Third, a drop in income to one half of my pre-retirement income means a significant reduction in my Federal and State income taxes. This further reduces the percentage of pre-retirement income needed.
Ultimately, I believe my income level at retirement is a poor proxy for my retirement needs. A better choice would be to use my consumption level at retirement. For many people, income level is unfortunately roughly equal to consumption level, so in that case, income may provide a close approximation to consumption and I believe that is probably the origin of the 80% rule of thumb.
Lastly, I would be remiss if I painted the entire story as good news. For while I believe that the required initial level of retirement income is often grossly overestimated, I also believe that the required growth of retirement income is often severely underestimated. I have compiled a number of anecdotal measures of inflation from my own personal experience and the results are not pretty.

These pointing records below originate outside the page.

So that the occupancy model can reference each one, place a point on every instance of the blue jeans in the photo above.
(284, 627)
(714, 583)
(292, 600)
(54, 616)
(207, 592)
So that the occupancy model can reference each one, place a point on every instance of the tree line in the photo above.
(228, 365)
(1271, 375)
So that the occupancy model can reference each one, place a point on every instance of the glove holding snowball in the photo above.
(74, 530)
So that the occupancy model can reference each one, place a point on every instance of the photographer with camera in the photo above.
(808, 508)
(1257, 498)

Much of my retirement planning for the last several years reflects this reality. Most of my portfolio strategy is centered around dealing with two problems: the order of investment returns and inflation. I hope to address these issues in detail in futures posts.
5 comments:
Great looking blog template S.B.!
Your discussion got me thinking about how I compare to the 80 percent. I retired a couple of years ago at 55 and don't think I'm close to 80 %. I will review my numbers and post soon.
great blog, I am on a simliar path, just curious what is your "number" assuming no debt and house paid for, how much cash do you need in the bank? and what did you calculate your ss income to be considering your early retirement?
thanks Ken
Ken,
If I back out my mortgage payments from my current consumption, it comes out to about $40K per year. That is too definitely too low, however, as it fails to account for the fact that my employer pays virtually all of my family's health and dental insurance. The number I have generally been more comfortable with is about $55K. (Health care seems like the big wildcard in all this to me...)
I hate to reduce the magic number to a simple multiple of consumption as I feel that's oversimplified. But until I can get some more detailed posts out there about that, I'd say a rough working number for me expressed as multiple would be about 20x consumption, where I only include liquid assets. (i.e. no home equity, vehicles, children's college funds, etc)
As for Social Security income, I'm gradually working on a couple of detailed tables and should have them posted later in the week.
Thanks for posting. Glad to hear you're also on a similar path.
S.B.
I have posted my numbers if your interested. Your right...going from big savings to no savings can be a big factor.
Thanks for your Blog!
Your concern about inflation is critical, particularly for an early retiree. I am a military member and will be able to take advantage of an annual cost of living adjustment to my benefit for life. That will make all the difference in my retirement gameplan.